The other big issue is that we run into preexisting policies that didn't fix: immigration bottlenecks, other labor supply problems. There was a big story in the AP last week that Intel in Ohio can't find construction workers. That's because we didn't liberalize immigration along with all this industrial policy money we just threw at the economy. We have, of course, plenty of tariffs on stuff that you need to build factories. We have tax policy with respect to expensing that discourages long-term investments in capital-intensive manufacturing. I can go down the list. We didn't fix any of that. At the end of the day, will we move the needle a little bit? Maybe. Government is very powerful; we're throwing a lot of money at this. But will there be a great global rebalancing? Color me quite skeptical.

The other thing we have to consider are the risks. If we are successful and there is suddenly a glut in global semiconductors — reading the news right now, the semiconductor industry is actually kind of in some trouble globally right now. Gluts are popping up, people stockpiled, like I mentioned.
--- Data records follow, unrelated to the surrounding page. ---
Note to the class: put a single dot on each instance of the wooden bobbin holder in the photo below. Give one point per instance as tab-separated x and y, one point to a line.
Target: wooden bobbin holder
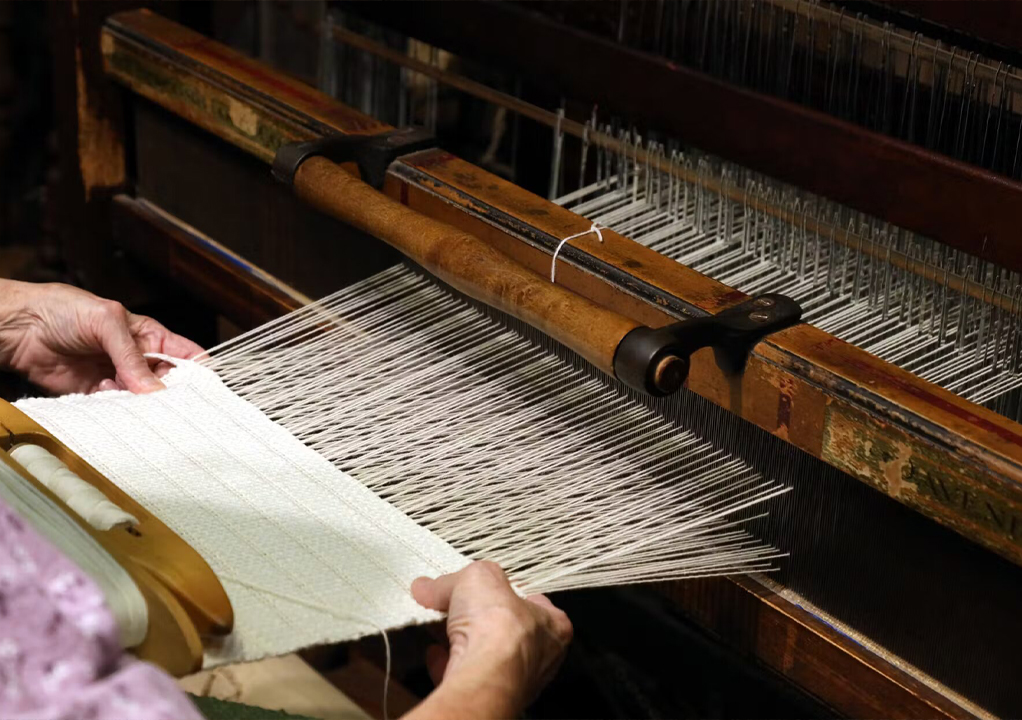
186	603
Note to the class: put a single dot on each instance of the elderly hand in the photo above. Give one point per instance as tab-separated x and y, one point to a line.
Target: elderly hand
68	340
504	650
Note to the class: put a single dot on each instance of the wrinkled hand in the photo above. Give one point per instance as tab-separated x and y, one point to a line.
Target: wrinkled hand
499	641
65	340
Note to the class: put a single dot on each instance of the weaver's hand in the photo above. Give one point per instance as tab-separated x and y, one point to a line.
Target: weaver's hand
68	340
504	650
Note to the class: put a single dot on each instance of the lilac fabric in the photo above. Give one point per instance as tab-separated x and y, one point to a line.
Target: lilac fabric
59	656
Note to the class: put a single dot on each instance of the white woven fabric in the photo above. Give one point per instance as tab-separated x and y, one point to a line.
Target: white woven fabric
260	507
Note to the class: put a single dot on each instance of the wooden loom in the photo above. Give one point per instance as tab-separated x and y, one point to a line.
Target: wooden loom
957	464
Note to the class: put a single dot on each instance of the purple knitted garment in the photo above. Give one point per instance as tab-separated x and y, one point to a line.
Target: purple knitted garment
59	656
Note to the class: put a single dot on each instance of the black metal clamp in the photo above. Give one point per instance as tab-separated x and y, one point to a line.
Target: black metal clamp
373	153
657	361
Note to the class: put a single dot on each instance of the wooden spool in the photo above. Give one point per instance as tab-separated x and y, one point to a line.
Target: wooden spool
186	602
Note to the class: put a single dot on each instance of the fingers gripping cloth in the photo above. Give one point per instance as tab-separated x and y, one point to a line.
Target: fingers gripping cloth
391	431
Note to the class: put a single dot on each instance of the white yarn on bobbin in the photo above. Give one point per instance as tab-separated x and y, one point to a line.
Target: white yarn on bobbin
90	503
553	262
123	596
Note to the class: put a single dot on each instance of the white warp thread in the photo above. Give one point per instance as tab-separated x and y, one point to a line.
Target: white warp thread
260	507
391	431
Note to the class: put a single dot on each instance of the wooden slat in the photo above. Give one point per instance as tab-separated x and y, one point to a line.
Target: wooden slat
205	270
962	205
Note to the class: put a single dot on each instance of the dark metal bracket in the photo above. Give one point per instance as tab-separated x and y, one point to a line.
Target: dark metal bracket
372	153
657	361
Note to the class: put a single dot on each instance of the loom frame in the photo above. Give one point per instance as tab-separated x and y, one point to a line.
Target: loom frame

And now they realize that actually Americans' consumption or the world’s consumption of chips isn't insatiable. There are concerns there. If we have a chips-related glut, because the United States and Europe and Korea and others all threw subsidies at this, what are we going to do with all those extra chips? If you look back at the ‘80s and ‘90s, we had trade wars. We slapped tariffs on Japanese semiconductors and then Korean semiconductors, which caused all sorts of ripple effects throughout the US economy. It pushed the computer industry offshore, for example. Being a libertarian ideologue, but also a student of history and industrial policy, I remain pretty confident that we're going to look back on this and go: “Eh, that was not the greatest idea.”